# collatz perplexity

hi all, last month collatz installment made some progress, but unf have been a bit tied up with work, where a fiscal year transition/ boundary tends to lead to some crunch-like dynamics, leaving less time for one of my favorite side projects, namely this one, bummer/ ouch.

but, here is a small trickle/ dribble of some newer ideas, mainly benefitting from google searches and maybe a little algebra.

consider quadratic eqn $f(x) = a x^2 - b = 0$. then derivative $f'(x) = 2ax$. then the newton method approximation recurrence relation

$x_n = x_{n-1} - \frac{f(x_{n-1})}{f'(x_{n-1})} = x_{n-1} - \frac{a (x_{n-1})^2 - b}{2ax_{n-1}}.$

😳 but, oops! as was thinking/ trying earlier, this does not actually translate into a form $x_n = c x_{n-1}$. and this is only the single variate version and dont think the multivariate version offers any additional flexibility/ option otherwise.

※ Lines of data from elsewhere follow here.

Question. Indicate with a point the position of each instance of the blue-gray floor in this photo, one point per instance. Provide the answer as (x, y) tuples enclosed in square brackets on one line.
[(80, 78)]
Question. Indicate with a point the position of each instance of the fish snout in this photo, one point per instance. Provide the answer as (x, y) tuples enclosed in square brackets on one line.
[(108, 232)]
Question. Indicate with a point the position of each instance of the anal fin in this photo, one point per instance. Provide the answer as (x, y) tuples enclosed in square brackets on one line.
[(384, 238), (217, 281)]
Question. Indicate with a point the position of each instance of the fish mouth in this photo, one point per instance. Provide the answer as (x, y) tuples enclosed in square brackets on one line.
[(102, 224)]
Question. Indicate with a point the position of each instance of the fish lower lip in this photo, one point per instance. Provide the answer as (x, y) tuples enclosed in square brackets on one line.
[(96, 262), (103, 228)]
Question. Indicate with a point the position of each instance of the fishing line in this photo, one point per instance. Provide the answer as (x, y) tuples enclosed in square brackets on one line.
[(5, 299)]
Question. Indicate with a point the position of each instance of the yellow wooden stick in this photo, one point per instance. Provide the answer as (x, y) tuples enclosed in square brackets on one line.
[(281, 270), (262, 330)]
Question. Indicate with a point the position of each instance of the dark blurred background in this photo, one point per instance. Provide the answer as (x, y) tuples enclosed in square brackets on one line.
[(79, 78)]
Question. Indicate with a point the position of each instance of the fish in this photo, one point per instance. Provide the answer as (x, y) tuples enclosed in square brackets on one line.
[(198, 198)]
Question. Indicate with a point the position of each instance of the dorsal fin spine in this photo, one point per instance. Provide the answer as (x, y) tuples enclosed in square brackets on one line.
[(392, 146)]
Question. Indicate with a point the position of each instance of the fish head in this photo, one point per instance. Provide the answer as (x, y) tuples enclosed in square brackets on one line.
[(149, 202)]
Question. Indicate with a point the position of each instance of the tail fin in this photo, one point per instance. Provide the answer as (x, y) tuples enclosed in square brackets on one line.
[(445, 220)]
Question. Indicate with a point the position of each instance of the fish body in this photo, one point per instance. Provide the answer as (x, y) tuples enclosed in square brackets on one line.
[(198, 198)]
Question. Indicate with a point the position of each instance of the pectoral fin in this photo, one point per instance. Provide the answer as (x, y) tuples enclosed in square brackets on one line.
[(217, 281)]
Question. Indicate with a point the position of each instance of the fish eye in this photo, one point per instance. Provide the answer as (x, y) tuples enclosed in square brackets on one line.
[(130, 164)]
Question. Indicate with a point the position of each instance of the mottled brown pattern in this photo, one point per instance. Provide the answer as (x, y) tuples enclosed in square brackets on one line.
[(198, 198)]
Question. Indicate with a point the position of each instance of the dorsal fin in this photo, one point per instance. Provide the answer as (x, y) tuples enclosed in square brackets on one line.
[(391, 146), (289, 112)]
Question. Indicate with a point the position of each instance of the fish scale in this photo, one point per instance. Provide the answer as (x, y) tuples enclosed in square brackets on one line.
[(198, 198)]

however, more googling turns up some stuff. [1] is a better fleshed-out descr of multivariate newtons method than wikipedia. [2] is a very ambitious Msc thesis looking at how gradient descent can find a recurrence relation with arbitrary (increasing) accuracy in the presence of noise perturbations, apparently fairly similar to my current collatz reduction.

but am now wondering about exponential versions. consider the recurrence relation $e^{x_{n+1}} = e^{c} e^{x_n}$. then the exponents follow the recurrence relation $x_{n+1} = c + x_n$. now is that the form of a approximation recurrence relation for an eqn in some form?

looking up quadratic matrix eqns + newtons method led to [3] which has the approximation recurrence relation $X_{i+1} = X_i + H_i$, is $H_i$ which seems close, but $H_i$ isnt a constant, and not even really following how to compute it, it seems like they gloss over that.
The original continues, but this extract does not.